From Your Drain to the Minnesota Waterways: Experts Find Dozens of Contaminants

An environmental health sciences professor at the University of Minnesota decided in 2013 to investigate the chemistry of the Zumbro River. What she and her colleagues found did not surprise her, as they identified trace amounts of pesticides in the river.

They were also not shocked to find prescription drugs ranging from anti-convulsive medications to antibiotics. It was more than 15 years ago that researchers had realized that pharmaceuticals dumped down drains were slipping through wastewater treatment and back into the water supply.

But what surprised this leading expert in “emerging contaminants” was the variety of contaminants that she was finding in the water. She found caffeine that originates from everything from coffee shop drinks and energy drinks to sodas. There was also a high amount of acetaminophen that is found in headache medications and some narcotics, such as hydrocodone. Acetaminophen can cause liver damage in humans if taken in high doses. There is no evidence of what that drug can do to fish.

It is not known what the background levels mean in regards to public health and the environment. It is something that is going to be looked at in the near future.

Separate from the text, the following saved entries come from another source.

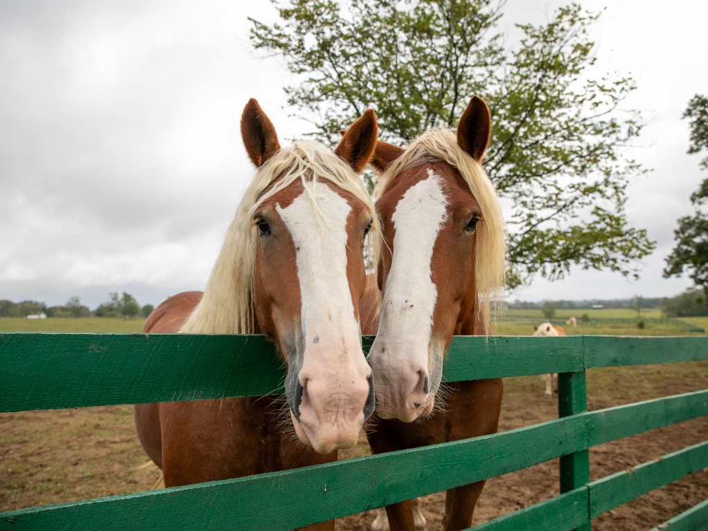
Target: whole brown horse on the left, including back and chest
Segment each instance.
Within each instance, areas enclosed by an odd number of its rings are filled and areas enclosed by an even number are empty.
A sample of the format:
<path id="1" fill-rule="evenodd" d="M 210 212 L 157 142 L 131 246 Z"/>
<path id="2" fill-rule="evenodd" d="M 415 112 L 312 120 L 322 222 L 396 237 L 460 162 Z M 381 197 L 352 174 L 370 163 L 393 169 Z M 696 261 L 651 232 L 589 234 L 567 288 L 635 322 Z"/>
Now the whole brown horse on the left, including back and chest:
<path id="1" fill-rule="evenodd" d="M 144 331 L 265 333 L 287 366 L 290 415 L 270 396 L 136 405 L 140 442 L 165 486 L 334 461 L 374 409 L 359 301 L 362 247 L 378 224 L 357 173 L 375 149 L 376 117 L 367 110 L 334 153 L 319 142 L 281 149 L 251 100 L 241 135 L 257 171 L 205 292 L 163 302 Z"/>

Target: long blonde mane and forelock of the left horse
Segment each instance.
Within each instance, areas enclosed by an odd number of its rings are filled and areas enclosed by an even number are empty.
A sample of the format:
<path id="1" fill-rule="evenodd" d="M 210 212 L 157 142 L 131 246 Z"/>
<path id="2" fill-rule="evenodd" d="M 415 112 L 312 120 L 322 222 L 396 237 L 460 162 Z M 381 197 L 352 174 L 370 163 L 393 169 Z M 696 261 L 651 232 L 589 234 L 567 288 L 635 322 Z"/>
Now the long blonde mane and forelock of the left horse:
<path id="1" fill-rule="evenodd" d="M 276 179 L 278 181 L 273 184 Z M 302 183 L 314 211 L 319 215 L 318 219 L 322 219 L 324 224 L 327 221 L 316 202 L 316 187 L 323 180 L 346 190 L 367 205 L 374 219 L 371 232 L 379 234 L 378 219 L 369 193 L 362 179 L 345 161 L 319 142 L 295 142 L 292 147 L 280 149 L 256 171 L 246 188 L 224 236 L 204 296 L 181 332 L 253 333 L 256 324 L 253 279 L 258 238 L 253 214 L 263 201 L 296 180 Z M 377 238 L 370 241 L 375 242 Z"/>

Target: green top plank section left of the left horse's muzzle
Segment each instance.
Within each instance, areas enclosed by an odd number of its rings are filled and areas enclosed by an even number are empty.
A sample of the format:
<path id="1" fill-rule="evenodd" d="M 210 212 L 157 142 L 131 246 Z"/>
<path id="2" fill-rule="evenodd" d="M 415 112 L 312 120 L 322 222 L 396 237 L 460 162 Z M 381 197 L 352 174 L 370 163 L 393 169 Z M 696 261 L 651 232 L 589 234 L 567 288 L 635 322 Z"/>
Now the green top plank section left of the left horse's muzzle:
<path id="1" fill-rule="evenodd" d="M 264 336 L 0 333 L 0 411 L 282 392 Z"/>

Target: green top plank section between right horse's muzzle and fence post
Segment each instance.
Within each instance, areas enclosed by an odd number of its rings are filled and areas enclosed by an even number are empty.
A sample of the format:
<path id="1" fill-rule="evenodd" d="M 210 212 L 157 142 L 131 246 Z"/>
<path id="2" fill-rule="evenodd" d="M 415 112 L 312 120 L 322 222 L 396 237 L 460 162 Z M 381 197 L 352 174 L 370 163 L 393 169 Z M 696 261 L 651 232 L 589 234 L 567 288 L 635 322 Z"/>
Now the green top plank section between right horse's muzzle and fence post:
<path id="1" fill-rule="evenodd" d="M 583 336 L 452 336 L 442 378 L 447 382 L 583 370 Z"/>

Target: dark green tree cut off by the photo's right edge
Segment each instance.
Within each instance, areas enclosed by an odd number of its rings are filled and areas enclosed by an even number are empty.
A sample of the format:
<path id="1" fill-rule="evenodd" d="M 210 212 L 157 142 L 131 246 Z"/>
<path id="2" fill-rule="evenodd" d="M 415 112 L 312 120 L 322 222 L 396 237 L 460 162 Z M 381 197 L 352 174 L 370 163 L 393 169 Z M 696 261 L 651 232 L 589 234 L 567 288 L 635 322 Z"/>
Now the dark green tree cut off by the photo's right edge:
<path id="1" fill-rule="evenodd" d="M 683 113 L 684 118 L 693 118 L 690 122 L 691 144 L 689 153 L 699 153 L 708 150 L 708 98 L 696 94 L 688 102 L 688 108 Z M 708 168 L 708 157 L 700 163 L 702 169 Z M 664 277 L 683 275 L 684 268 L 690 270 L 693 283 L 702 287 L 708 296 L 708 216 L 702 212 L 708 201 L 708 178 L 691 194 L 691 202 L 695 208 L 694 215 L 678 220 L 678 229 L 674 231 L 677 244 L 670 255 L 666 257 Z"/>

Overall, the number of chemicals that are contaminating the environment is growing at a high rate, according to the U.S. Geological Survey, as they keep track of the waterways in America, landfills, sediments, and municipal sewage sludge that is later converted into fertilizer. They have found steroids, triclosan (banned in Minnesota), antidepressants, detergents forming a slimy layer over stones, and compounds found in birth control pills.

Where much of this originates from is individuals flushing items down their toilets or dumping them down their drains. The impact that triclosan has on the environment has forced the Minnesota legislature to ban the chemical from hand sanitizers and soaps.

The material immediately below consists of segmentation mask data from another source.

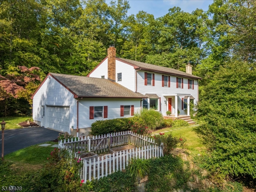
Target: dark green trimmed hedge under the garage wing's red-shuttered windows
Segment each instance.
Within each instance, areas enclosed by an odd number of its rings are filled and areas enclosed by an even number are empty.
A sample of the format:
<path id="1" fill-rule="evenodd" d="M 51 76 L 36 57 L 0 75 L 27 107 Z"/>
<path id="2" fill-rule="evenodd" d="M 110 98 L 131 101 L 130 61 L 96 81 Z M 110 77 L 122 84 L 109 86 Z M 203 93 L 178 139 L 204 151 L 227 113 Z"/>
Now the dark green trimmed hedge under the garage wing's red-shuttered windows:
<path id="1" fill-rule="evenodd" d="M 101 135 L 112 132 L 120 132 L 131 129 L 129 122 L 132 118 L 118 118 L 118 119 L 107 119 L 98 120 L 92 123 L 92 135 Z"/>

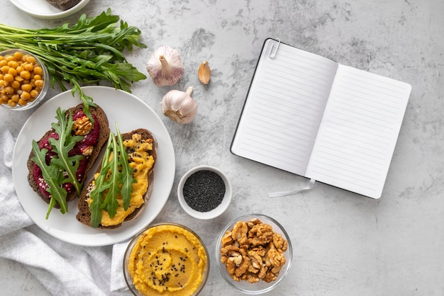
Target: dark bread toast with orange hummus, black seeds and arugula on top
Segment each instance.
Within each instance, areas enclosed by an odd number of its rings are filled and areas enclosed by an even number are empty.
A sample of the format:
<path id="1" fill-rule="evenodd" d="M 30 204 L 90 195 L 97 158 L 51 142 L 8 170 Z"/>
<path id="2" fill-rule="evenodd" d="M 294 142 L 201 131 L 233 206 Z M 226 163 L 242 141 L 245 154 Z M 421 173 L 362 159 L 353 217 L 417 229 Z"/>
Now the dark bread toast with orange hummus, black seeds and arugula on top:
<path id="1" fill-rule="evenodd" d="M 123 147 L 118 147 L 119 142 Z M 93 228 L 111 229 L 132 220 L 150 198 L 156 144 L 144 129 L 122 135 L 118 132 L 116 137 L 111 133 L 101 167 L 79 198 L 77 220 Z M 126 176 L 121 156 L 126 157 L 131 176 Z"/>

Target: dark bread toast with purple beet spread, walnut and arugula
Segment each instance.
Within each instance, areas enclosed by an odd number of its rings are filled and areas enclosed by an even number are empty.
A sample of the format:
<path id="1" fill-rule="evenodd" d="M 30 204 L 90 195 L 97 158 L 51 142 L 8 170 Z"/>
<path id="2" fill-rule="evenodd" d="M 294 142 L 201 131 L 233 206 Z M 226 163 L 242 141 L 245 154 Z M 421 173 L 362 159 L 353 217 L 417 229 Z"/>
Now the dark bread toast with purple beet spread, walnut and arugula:
<path id="1" fill-rule="evenodd" d="M 45 203 L 67 212 L 67 202 L 80 195 L 101 147 L 109 135 L 108 120 L 99 106 L 91 108 L 94 124 L 83 112 L 83 104 L 69 110 L 57 109 L 57 123 L 33 140 L 28 157 L 28 182 Z"/>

Many of the items that individuals flush or pour down a drain are harmful to the plumbing and it is never recommended to flush them. For instance, flushing pills could contribute to a clog. The only thing that should be getting flushed down a toilet is toilet paper and nothing more. A person in Minneapolis or St. Paul flushing something they shouldn’t could result in a need to hire a Twin Cities drain cleaning expert to unclog the drain because doing it yourself could result in damage that could cost more to fix.

There are many chemical compounds that make their way into drains, but few of them have been shown to have negative health effects. The health effects of the few, however, can be rather devastating. There is also the fact that testing has to continue to identify chemicals because new compounds are being developed all of the time. This means that unexpected contaminants are found in the environment frequently.

While Congress hasn’t sent a new environmental law to the president in nearly two decades, there are states, such as Minnesota, that are taking matters into their own hands by banning the use of chemicals that they know are causing issues within their waterways, to their environments, and to their people.